The Affordable Care Act (ACA) or health reform gives the Department of Health and Human Services (HHS) a strong base upon which to implement programs that will promote health equity among racial and ethnic groups.
And of one the actions HHS is taking is to develop the HHS Action Plan to Reduce Racial and Ethnic Health Disparities. In this strategy and action plan, HHS recognizes the strong role promotoras de salud play in communities across the country to promote health and wellness. HHS specifically recognizes the contributions promotoras make in Latino communities, who have less access to health care services and insurance.
Promotoras de salud are community health workers who live in, engage with and understand their communities and connect members of the community to health care services and health information in culturally and linguistically competent ways.
The HHS Action Plan calls for the increased “use of promotoras to promote participation in health education, behavioral health education, prevention and health insurance programs” and creates the HHS Promotora de Salud Initiative. A Promotoras Initiative Steering Committee has been created to develop a national training curriculum and enhance national recognition for promotoras. The initiative also calls for the creation of a national database to facilitate recruitment, track training and certification, and to link promotoras across the country. The initiative envisions a role for promotoras as “navigators” helping families understand and utilize the Affordable Insurance “Exchanges” that will be set-up in 2014 to enroll families in health insurance plans.
Why will increased support for the “promotora de salud” model of health enhance Latina reproductive health and justice?
As outlined in the NLIRH Publication, Advancing Reproductive Justice in Immigrant Communities: Promotoras/es de Salud as a Model, promotoras share the values and goals of the reproductive justice movement, as they connect Latinas and immigrant women to health information in a way that accounts for the intersectionality of Latinas’ lived experiences and the multiple challenges they face in accessing private and public health care services. Veronica Bayetti-Flores, NLIRH Policy Research Specialist and co-author of the publication, notes that the reproductive justice framework is one which “allows for a variety of opinions and that connects women’s lives realities to the way they access health care” and this strikes “a chord with the promotoras in a way that reproductive choice analysis could never have done.”
Promotoras, as leaders in their communities, link struggles in their communities to reproductive oppression.

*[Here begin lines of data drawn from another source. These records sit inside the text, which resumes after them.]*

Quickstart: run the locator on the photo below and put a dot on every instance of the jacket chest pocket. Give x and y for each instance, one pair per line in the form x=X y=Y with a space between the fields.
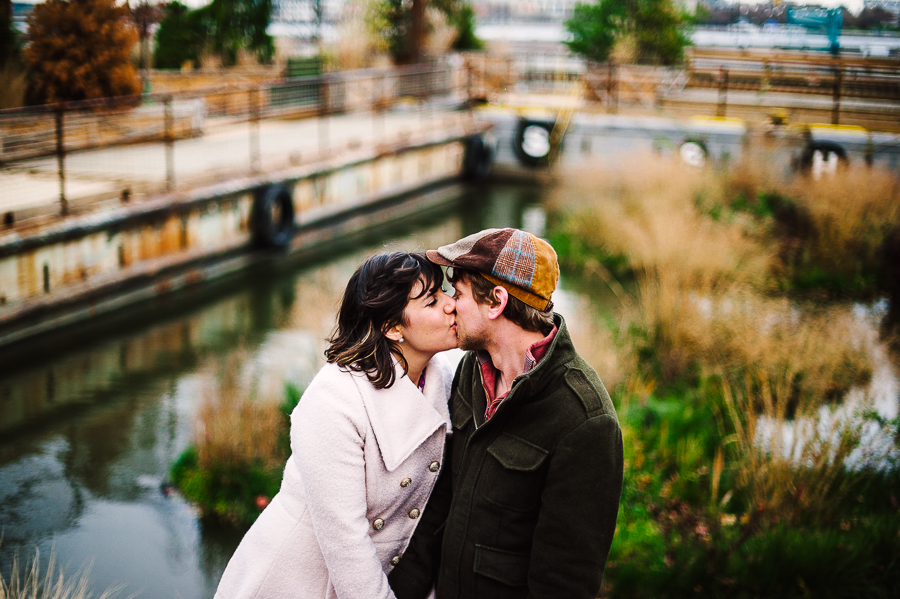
x=513 y=473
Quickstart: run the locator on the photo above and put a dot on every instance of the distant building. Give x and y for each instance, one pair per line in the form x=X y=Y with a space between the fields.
x=505 y=11
x=892 y=6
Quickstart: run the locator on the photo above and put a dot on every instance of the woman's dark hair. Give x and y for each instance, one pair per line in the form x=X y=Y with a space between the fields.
x=373 y=302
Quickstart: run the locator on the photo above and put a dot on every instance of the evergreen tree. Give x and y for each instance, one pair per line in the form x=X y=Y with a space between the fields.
x=221 y=28
x=9 y=39
x=80 y=50
x=656 y=28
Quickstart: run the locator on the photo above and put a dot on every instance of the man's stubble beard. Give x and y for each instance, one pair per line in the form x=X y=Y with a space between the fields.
x=471 y=341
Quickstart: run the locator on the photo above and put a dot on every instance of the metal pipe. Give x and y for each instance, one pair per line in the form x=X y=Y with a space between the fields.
x=169 y=139
x=255 y=160
x=836 y=96
x=722 y=106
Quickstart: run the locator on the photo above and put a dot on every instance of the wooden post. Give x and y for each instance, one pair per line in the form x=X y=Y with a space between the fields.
x=169 y=140
x=722 y=108
x=255 y=166
x=836 y=107
x=61 y=160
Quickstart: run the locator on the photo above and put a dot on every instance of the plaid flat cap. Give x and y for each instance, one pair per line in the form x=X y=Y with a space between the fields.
x=517 y=260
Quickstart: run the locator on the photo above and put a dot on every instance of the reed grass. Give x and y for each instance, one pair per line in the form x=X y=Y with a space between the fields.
x=792 y=462
x=232 y=430
x=30 y=581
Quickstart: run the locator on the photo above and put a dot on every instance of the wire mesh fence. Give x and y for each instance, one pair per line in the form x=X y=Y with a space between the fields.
x=66 y=158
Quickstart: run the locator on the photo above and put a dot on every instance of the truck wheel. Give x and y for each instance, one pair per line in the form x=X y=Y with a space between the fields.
x=272 y=217
x=532 y=142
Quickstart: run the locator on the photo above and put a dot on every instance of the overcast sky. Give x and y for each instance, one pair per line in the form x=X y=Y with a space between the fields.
x=852 y=5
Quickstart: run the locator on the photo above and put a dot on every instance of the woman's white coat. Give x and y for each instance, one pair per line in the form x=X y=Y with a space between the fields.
x=352 y=447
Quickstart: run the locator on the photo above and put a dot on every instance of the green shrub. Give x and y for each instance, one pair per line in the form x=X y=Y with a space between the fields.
x=235 y=490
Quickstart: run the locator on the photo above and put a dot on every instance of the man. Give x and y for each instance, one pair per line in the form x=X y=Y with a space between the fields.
x=528 y=505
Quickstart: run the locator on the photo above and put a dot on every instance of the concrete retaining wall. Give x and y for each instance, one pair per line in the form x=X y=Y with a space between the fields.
x=77 y=268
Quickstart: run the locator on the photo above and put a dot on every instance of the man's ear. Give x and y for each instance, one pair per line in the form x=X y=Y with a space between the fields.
x=500 y=296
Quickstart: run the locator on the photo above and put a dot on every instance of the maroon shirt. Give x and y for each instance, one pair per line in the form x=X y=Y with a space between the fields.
x=489 y=374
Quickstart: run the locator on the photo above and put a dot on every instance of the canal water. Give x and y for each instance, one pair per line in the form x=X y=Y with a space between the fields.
x=90 y=423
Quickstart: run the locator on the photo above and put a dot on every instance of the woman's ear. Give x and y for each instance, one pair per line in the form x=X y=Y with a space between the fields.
x=395 y=333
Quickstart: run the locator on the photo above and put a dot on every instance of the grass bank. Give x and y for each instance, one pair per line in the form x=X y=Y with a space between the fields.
x=235 y=464
x=757 y=463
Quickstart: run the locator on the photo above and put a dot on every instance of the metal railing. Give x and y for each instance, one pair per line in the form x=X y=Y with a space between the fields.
x=61 y=158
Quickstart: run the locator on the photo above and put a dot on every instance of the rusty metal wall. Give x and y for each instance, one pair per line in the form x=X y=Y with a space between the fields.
x=82 y=257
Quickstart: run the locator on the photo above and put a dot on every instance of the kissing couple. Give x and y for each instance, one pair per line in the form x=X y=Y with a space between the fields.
x=407 y=480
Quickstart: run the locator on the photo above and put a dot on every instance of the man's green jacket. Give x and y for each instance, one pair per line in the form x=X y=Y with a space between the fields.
x=528 y=507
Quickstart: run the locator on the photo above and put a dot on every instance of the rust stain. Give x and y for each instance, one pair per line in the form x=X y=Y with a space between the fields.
x=170 y=236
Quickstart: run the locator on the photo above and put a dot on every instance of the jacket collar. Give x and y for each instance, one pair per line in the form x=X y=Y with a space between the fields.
x=403 y=417
x=561 y=351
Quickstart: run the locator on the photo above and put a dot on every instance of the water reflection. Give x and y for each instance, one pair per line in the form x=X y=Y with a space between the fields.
x=88 y=435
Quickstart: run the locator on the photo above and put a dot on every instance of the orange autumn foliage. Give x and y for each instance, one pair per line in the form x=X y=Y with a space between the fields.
x=80 y=50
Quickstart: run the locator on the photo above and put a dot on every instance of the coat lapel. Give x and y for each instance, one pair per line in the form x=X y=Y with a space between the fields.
x=402 y=417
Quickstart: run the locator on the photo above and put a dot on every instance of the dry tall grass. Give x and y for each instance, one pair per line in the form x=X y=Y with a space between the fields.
x=30 y=582
x=788 y=467
x=652 y=211
x=233 y=430
x=839 y=224
x=705 y=308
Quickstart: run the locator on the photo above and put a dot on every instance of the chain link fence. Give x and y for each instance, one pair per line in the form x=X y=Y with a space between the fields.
x=65 y=158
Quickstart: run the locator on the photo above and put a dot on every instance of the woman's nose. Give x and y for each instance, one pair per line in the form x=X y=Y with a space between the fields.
x=450 y=305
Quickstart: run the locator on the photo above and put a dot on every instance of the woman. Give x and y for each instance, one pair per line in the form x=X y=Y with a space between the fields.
x=367 y=441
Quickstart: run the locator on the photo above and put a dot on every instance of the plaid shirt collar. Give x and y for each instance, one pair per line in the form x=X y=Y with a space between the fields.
x=489 y=374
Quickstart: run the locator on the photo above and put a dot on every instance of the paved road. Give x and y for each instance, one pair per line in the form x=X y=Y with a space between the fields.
x=224 y=150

For example, in colonias along the Texas-Mexico border, promotoras have been able to connect the need for transportation funding to reproductive health.
While the HHS Promotora de Salud Initiative is still in its development stages, HHS is engaging promotora leaders throughout the country, through its Steering Committee, to promote the expansion of this unique model of health while retaining the programs’ roots in communities.
And with increased support, more promotoras can engage immigrant communities, especially undocumented immigrants, for whom access to private and public health services remains largely out of reach. More promotoras can assist immigrant and underserved communities find community health centers in their neighborhoods. More promotoras can help determine a family’s’ eligibility for Medicaid under the new eligibility rules or help them navigate the new health insurance exchanges. And more promotoras can engage Latinas on sexual and reproductive health topics.
NLIRH knows that promotoras are poderosas who promote salud, dignidad y justicia in their communities. With increased support from HHS, we hope to see more poderosa promotoras serving Latin@ communities across the country!